If (x-2) and (x+2) are factors of 6x^3+ax^2+bx+16, determine a and b, and any remaining factors.?

Let f(x) = 6x³ + ax² + bx + 16

(x - 2) is a factor of f(x). Then, f(2) = 0
6(2)³ + a(2)² + b(2) + 16 = 0
2a + b = -32 …… [1]

(x + 2) is a factor of f(x). Then, f(-2) = 0
6(-2)³ + a(-2)² + b(-2) + 16 = 0
2a - b = 16 …… [2]

[1] + [2]:
4a = -16
a = -4

[1] - [2]:
2b = -48
b = -24

f(x) = 6x³ - 4x² - 24x + 16
= 6x³ + 12x² - 16x² - 32x + 8x + 16
= (6x³ + 12x²) - (16x² + 32x) + (8x + 16)
= 6x²(x + 2) - 16x(x + 2) + 8(x + 2)
= (x + 2)(6x² - 16x + 8)
= 2(x + 2)(3x² - 8x + 4)
= 2(x + 2)(x - 2)(3x - 2)

The answers:
a = -4 and b = -24
Remaining factors: 2 and (3x - 2)

(x - 2) * (x + 2) = x^2 - 4

(x^2 - 4) * (mx + n) = 6x^3 + ax^2 + bx + 16
mx^3 + nx^2 - 4mx - 4n = 6x^3 + ax^2 + bx + 16

mx^3 = 6x^3
m = 6

nx^2 = ax^2
n = a

-4mx = bx
-4m = b
-4 * 6 = b
-24 = b

-4n = 16
n = -4
a = -4

a = -4 , b = -24

Put f(x) = 6x^3+ax^2+bx+16;
Given : (x-2) & (x+2) are both factors of f(x);
Therefore (x-2)*(x+2) = (x^2-4) is a factor of f(x);
Then there exists a linear factor g(x) = (px + q) such that (x^2-4)(px +q) = f(x). Now
(x^2-4)(px+q) = px^3+qx^2-4px-4q = 6x^3+ax^2+bx+16. Equating coefficients of like
powers of x gives p = 6, q = a, -4p = b, -4q = 16. Then q = a = -4 and b = -24. Then
g(x) = (6x-4), f(x) = 6x^3 -4x^2 -24x +16 = (6x-4)(x^2-4) = 2(x+2)(3x-2)(x-2). I have
deliberately lined up the factors containing the zeros of f(x) in ascending order.  which are -2, 2/3, 2. 

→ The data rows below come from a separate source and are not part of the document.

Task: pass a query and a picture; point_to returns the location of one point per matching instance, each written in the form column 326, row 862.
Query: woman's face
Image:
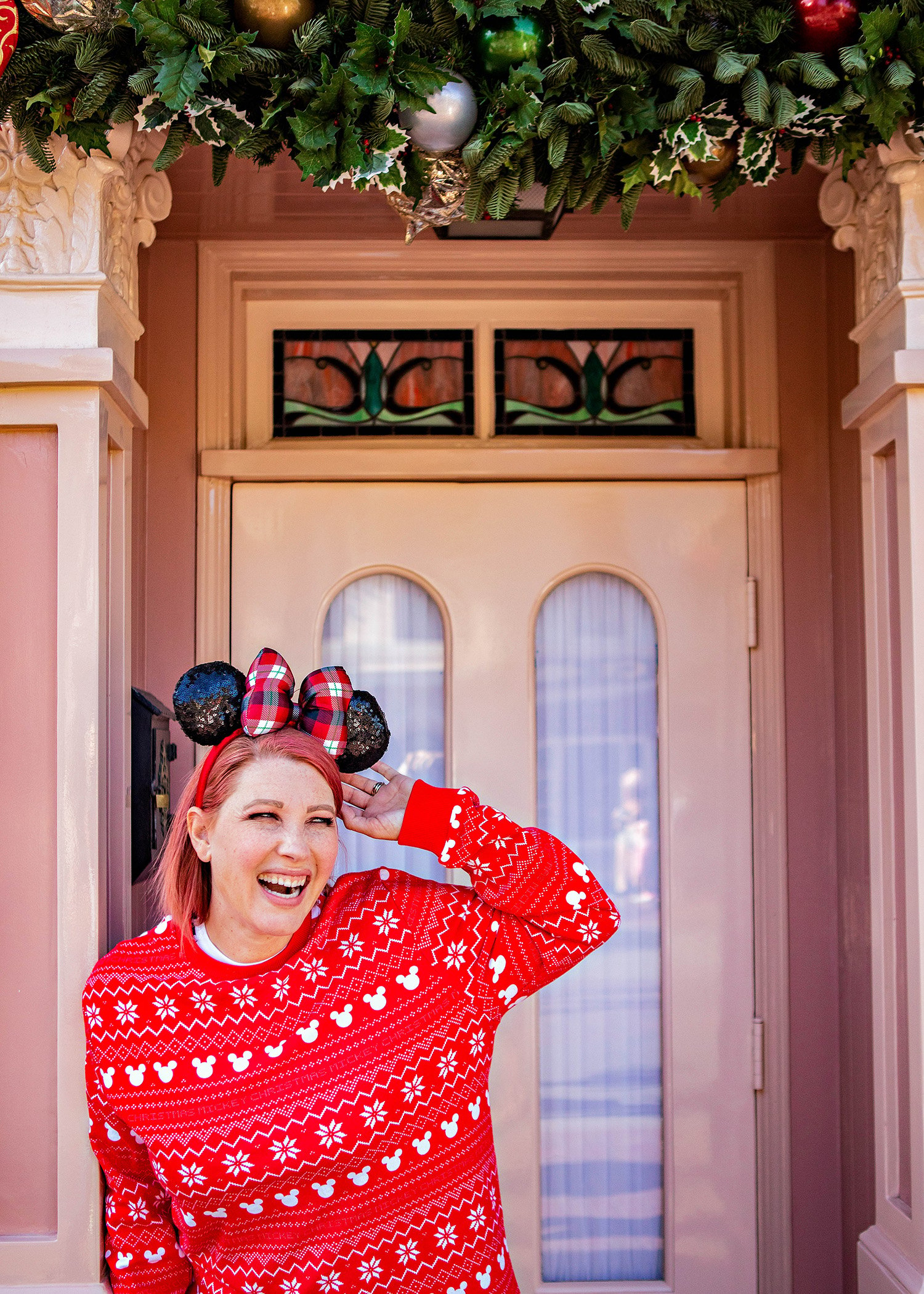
column 272, row 847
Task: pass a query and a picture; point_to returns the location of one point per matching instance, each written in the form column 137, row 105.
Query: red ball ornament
column 822, row 26
column 9, row 31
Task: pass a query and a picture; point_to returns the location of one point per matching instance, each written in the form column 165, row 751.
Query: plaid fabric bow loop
column 322, row 709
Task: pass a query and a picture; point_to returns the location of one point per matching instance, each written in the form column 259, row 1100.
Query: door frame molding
column 730, row 288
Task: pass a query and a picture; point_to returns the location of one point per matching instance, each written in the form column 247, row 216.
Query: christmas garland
column 632, row 92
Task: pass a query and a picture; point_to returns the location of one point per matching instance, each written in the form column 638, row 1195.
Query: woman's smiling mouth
column 283, row 885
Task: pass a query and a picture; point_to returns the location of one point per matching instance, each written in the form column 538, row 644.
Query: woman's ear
column 198, row 834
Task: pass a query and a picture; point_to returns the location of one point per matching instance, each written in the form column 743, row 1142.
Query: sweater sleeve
column 143, row 1251
column 533, row 911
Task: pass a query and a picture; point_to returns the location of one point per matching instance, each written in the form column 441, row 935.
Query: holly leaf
column 179, row 78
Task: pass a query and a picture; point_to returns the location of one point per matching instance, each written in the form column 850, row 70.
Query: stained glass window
column 373, row 382
column 594, row 382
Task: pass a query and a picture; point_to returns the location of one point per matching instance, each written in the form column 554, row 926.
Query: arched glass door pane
column 601, row 1082
column 387, row 633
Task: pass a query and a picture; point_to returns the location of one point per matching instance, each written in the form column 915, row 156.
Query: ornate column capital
column 90, row 215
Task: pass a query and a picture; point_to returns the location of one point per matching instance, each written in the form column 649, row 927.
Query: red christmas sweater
column 320, row 1122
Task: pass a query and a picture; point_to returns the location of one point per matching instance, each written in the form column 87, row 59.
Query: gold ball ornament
column 77, row 15
column 719, row 162
column 274, row 21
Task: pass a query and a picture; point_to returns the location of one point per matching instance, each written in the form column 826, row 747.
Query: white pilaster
column 879, row 213
column 68, row 329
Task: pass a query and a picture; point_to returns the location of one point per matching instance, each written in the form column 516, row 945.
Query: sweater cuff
column 426, row 820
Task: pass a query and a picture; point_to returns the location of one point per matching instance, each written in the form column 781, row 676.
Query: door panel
column 490, row 554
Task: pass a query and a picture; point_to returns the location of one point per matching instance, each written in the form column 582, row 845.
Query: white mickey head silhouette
column 310, row 1034
column 411, row 980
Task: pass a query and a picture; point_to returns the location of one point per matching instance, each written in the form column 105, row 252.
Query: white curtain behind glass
column 387, row 633
column 601, row 1025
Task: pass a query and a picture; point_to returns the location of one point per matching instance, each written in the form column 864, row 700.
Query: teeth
column 280, row 884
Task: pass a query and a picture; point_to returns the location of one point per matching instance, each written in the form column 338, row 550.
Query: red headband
column 209, row 762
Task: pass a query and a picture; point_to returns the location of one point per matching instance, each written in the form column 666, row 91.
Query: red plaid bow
column 324, row 701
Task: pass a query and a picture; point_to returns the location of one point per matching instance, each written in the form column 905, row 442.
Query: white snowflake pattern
column 373, row 1113
column 330, row 1134
column 445, row 1236
column 284, row 1149
column 455, row 955
column 407, row 1253
column 385, row 922
column 352, row 943
column 477, row 1218
column 244, row 995
column 238, row 1162
column 413, row 1089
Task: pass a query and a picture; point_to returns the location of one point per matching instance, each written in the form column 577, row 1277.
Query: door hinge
column 752, row 611
column 758, row 1052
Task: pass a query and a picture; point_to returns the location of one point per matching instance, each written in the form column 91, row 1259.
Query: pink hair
column 183, row 881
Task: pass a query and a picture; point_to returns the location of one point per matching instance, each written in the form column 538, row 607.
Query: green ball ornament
column 505, row 43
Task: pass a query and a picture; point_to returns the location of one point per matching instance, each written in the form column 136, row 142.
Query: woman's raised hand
column 376, row 814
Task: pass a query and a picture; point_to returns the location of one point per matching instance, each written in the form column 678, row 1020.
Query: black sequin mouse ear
column 208, row 702
column 368, row 734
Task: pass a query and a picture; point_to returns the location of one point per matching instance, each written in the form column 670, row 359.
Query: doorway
column 578, row 654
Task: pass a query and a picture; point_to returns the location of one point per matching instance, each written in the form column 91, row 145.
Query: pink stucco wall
column 29, row 483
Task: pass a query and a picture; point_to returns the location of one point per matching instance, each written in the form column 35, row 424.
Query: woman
column 288, row 1080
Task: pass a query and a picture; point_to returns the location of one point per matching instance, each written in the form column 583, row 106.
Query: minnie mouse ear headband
column 215, row 703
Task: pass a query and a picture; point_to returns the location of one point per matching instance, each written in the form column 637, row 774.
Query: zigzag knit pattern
column 322, row 1123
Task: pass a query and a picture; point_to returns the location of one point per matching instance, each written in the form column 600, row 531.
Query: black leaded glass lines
column 360, row 382
column 594, row 382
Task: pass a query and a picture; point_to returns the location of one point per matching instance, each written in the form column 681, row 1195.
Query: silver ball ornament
column 450, row 124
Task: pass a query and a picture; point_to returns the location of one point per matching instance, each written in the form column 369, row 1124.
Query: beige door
column 631, row 1174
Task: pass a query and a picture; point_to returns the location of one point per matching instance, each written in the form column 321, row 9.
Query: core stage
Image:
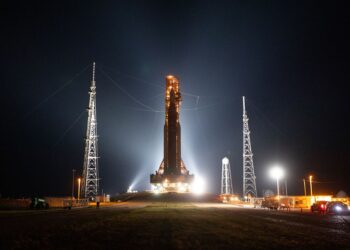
column 172, row 175
column 172, row 183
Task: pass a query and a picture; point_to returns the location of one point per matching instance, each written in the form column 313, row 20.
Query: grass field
column 160, row 225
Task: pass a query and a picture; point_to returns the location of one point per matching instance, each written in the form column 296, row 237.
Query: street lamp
column 277, row 173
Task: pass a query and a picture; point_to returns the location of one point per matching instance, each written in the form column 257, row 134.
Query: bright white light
column 225, row 161
column 276, row 172
column 198, row 186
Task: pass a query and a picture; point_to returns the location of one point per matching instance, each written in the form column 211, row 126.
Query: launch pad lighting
column 276, row 172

6x^3+ax^2+bx+16=0. x=2 is aroot, Put it 6*8+4a+2b+16=0
4a+2b=-48-16=-64.
Now put x=-2
-48+4a-2b+16=0. This gives 4a-2b=32
2a+b=-32, 2a-b=16, Add the two. 4a=-16, a=-4,
For b use the first equation. -8+b=-32. b=-24. Please check the result.